Approaching the Luberon Mountains from the north, high above the valley we came upon Oppéde les Vieux, the old town of Oppéde. We climbed up toward the old town, entering into an open plaza with cafés/restaurants and shops—only one café open. We moved in the direction of the old city gate, and from there emerged a few dozen children walking hand in hand by twos and accompanied by a few teachers. The children appeared full of enthusiasm about what they saw. It was a comfort to see such excitement by five-and six-year-old children expressing real excitement about the early years in their magical country.
|Path up in Vieux Oppéde|
|Near the top|
Down we trodded being careful not to slip on the smooth rocks. Back to the car sweaty and tired but not sorry for the walk.
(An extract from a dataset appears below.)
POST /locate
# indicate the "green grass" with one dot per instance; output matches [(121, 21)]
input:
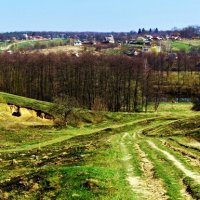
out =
[(23, 101), (86, 162), (166, 172)]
Glad we went.
On down toward Oppéde—the not-Vieux town—to find something to eat. Parking was tricky—or I thought it was tricky. Cindy and Phil had a good laugh about which space was larger and whether or not I should have parked face in or face out. Oh well. . .
Again, we were very late for lunch—dejeuner. By the time we entered the one open restaurant in town, it was already past two. Our daily vacation schedule includes lolling about in the morning, which makes finding our midday meal dicey. The waitress invited us to sit inside as the outside patio was totally occupied, so we moved into the bar—empty but for bare wooden tables intended to be used by drinkers enjoying the late afternoon “pression” (beer). We sat for a bit with no menu, no attention. And finally the waitress returned to say that we could be seated outside (as several diners had already left). We moved to two small tables shoved together and too much in the sun. But it was at the edge of the patio and closest to the fork in the road that marked the center of Oppéde so it made for a good view.
We were well past the 2 p.m. closing time and by the time we were able to order, we were told that there was only one “plat du jour.” The waitress left us to consider what other meal we might order. I retired to the "facilities" and overheard the waitress in the kitchen having an animated conversation with, I presume, the chef. She returned to sing another song. There were, she said, in actual fact, three “plat du jour,” and she explained that the chef was a problem, rolling her eyes to emphasize this last point. So we all three ordered the chicken, which was sliced and sautéed and accompanied by a nicely presented ratatouille and “frites.” Delicious, I thought. Phil and Cindy both considered some of it a little too rare, so I ate more than I meant to, but I enjoyed it. And for dessert, we had warm figs and ice cream and a chocolate cake with cream. Both delicious. Plus coffee.
We returned to Lagnes with a stop at the pharmacy about one minute from the house. Lagnes is no booming metropolis, but it’s perfect for us. We pieced together a dinner and enjoyed our evening of BBC’s crime t.v.
We never made it to Roussillon’s ochre-colored buildings. Events have a way of moving at their own pace in Provence.